Cushing's disease refers to a pituitary-dependent cause of Cushing's syndrome: a tumor (adenoma) in the pituitary gland produces large amounts of ACTH, causing the adrenal glands to produce elevated levels of cortisol.

Adenoma is a benign tumor of glandular origin. Adenomas can grow from many organs including the colon, adrenal glands, pituitary gland, thyroid, prostate, etc. Although these growths are benign, over time they may progress to become malignant, at which point they are called adenocarcinomas.




  1. Excellent first post Gail! This is a great venue to share information on the disease and how you are managing it. Your journey will be documented and enjoyed by many. Big hugs to you ! "Write" on!
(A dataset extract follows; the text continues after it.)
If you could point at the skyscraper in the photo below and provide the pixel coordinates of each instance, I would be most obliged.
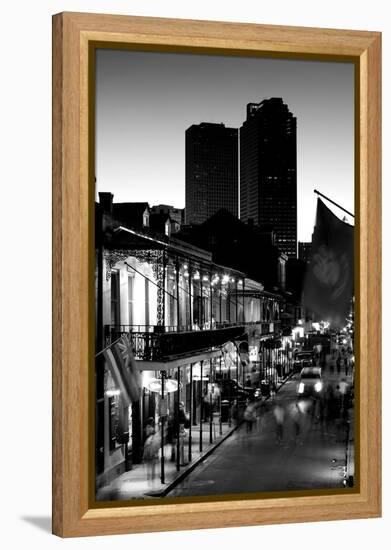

  2. Gail this is from my mom, Kaylin's Grandma Diana, she wanted to post but had issues so asked me to

    Sharing your journey through a journal or blog may indeed help someone else who has been mis-diagnosed. Documenting your journey helps you to focus on your successes as well. By sharing your journey with family, friends and people you have never even met, you will discover a huge support group cheering for you all the way to the finish line!